Posted by Dave Daigle on 27th May 2023


Here are a few troubleshooting checks:

  • Check to see if the sump pump is clogged.To prevent sump pump clogging, never let your submersible pump sit directly on the bottom of the sump pit. Instead, place it on top of a sump pump pedestal that elevates it above the area where the debris builds up. Small objects and debris can also get into the pit if it is uncovered. Uncovered pits also pose a hazard to children and pets. Keeping your sump pump in a container with a tight, sealed lid, will keep objects and debris from falling into the pit, while also keeping your kids and pets safe.
  • Check to see if the sump pump switch is malfunctioning. A sump pump on/off cycles are controlled by this switch. When the water level in the pit rises to a certain level, this device causes the pump to turn on. Sometimes the  switch can get stuck or jammed. In cheap plastic models the switch gets tangled in the system. In some cases the vibration of the working pump, displaces the float, causing it to lean against the wall of the pit and malfunction. When any of these things happen, the sump will either run non-stop, or stop working altogether. Installing an Ion Digital Level Controller eliminates most of these problems.
  • Check the discharge line. Discharge lines often get clogged with debris at the exit point. Water can freeze in the discharge line during winter, causing the water to come back into the pit. Install grates at the end of the discharge pipe to keep debris and small animals from getting into the line. To keep the water flowing even when the discharge pipe is frozen down the line, install a special grated discharge line attachment like the one in the picture at the point where the pipe exits the basement. 
  • Examine the check valve Where the sump pump's discharge pipe exits the basement, there should be a check valve that prevents the discharged water from back-flowing into the basement once it has passed through the valve. If the check valve is broken, the water will come back and the pump will run non stop, wasting plenty of electricity before it eventually burns out. Make sure to examine the check valve to prevent backflow. If necessary, replace the check valve to maintain backflow protection. 
  • Make sure the sump pump has power Ironically, the same storms that bring the kind of precipitation that can cause a basement flood also have the potential to cause power outages, which will render the typical, electric-powered sump pump useless. In addition, there are accidental flips of the circuit breaker and times when the sump pump may be simply unplugged and forgotten. In any case, your sump pump may not be working when you need it most. Simple measures like installing a water alarm can let you know if the sump pump is not working. But what happens if you are away from home? Ideally, every home with a basement should have at least one battery-operated backup sump pump, which will kick in if the main pump stops working for any reason. 
  • Make sure the sump pit is big enough A sump pit that is too small for the amount of water that is being collected will cause the pump to run more often that it should and cause it to burn out eventually. Make sure the sump pit is big enough to handle the amount of water year round. 

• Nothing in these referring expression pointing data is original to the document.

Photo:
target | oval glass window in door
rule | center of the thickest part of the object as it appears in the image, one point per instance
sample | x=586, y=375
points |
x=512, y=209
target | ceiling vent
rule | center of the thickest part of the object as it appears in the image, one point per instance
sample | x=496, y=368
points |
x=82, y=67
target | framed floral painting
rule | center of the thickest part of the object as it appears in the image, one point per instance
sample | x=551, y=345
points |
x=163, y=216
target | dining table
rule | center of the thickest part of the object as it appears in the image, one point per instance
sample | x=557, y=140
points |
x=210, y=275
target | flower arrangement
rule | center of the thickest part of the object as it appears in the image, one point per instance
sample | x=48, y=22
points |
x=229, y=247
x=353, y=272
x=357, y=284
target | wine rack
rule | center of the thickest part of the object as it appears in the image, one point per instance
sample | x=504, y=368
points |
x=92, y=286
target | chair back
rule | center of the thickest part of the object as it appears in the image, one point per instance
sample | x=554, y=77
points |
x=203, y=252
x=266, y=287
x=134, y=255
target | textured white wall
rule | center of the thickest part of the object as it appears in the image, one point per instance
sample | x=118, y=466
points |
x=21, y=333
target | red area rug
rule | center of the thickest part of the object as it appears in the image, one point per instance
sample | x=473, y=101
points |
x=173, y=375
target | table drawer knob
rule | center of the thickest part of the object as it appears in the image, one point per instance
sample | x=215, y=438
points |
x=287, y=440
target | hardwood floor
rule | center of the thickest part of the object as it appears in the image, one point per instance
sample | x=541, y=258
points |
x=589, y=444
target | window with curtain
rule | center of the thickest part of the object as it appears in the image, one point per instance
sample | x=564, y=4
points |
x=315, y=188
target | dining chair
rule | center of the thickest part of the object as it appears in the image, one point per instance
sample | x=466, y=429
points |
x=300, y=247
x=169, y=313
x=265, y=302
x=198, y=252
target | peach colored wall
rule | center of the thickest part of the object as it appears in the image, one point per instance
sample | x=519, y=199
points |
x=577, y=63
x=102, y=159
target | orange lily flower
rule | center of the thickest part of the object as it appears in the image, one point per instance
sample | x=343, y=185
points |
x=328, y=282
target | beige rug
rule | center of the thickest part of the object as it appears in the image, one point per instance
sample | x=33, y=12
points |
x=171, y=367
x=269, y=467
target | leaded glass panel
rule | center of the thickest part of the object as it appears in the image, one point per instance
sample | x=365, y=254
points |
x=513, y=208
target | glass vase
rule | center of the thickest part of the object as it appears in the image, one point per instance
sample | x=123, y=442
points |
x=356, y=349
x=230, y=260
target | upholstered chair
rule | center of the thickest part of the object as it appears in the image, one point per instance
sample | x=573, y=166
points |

  • Make sure the pump has the capacity and durability to handle the job Sometimes the sump pump is just not good enough. The best sump pumps have cast-iron housings that encase powerful motors. Less-expensive models with plastic housings tend to overheat easily, break often, or not have enough capacity to handle the amount of water pouring into the pit. In some rare cases, even a good cast-iron pump might not be enough to handle the water. Things like an underground spring or proximity to a lake or river can cause an enormous amount of water to enter the basement. This can be dealt with by installing one or more additional pumps in different corners of the basement. 
  • Make sure foundation drains are in good working condition The sump pump alone can't protect your basement. It relies on a foundation drainage system that is supposed to collect ground water and divert it to the sump pit. To drain ground water, the typical modern house is built with a french drain: a perforated pipe, buried by the foundation footing. The problem with french drains is that, because they are buried deep underground, they often get clogged with mud or collapse. To service or replace them, you would need to dig out the foundation, which can be a very messy, disruptive and expensive job, especially if you have decks, porches or similar fixtures attached to the house. There are also many instances in which french drains are not correctly installed, don't have the right pitch to get the water to the pit or are and not tied to the sump pump at all. Very old houses often have no foundation drainage whatsoever. If you have working sump pumps but you have leaks in other areas of the basement, your drainage system is most likely failing. The best alternative to fix it is to have an interior drainage system installed along the internal perimeter of the basement walls. These work like conventional french drains, but because they are installed internally, they can be periodically serviced. Good interior drainage systems can be fitted with service ports that allow the system to be flushed clear of debris and silt.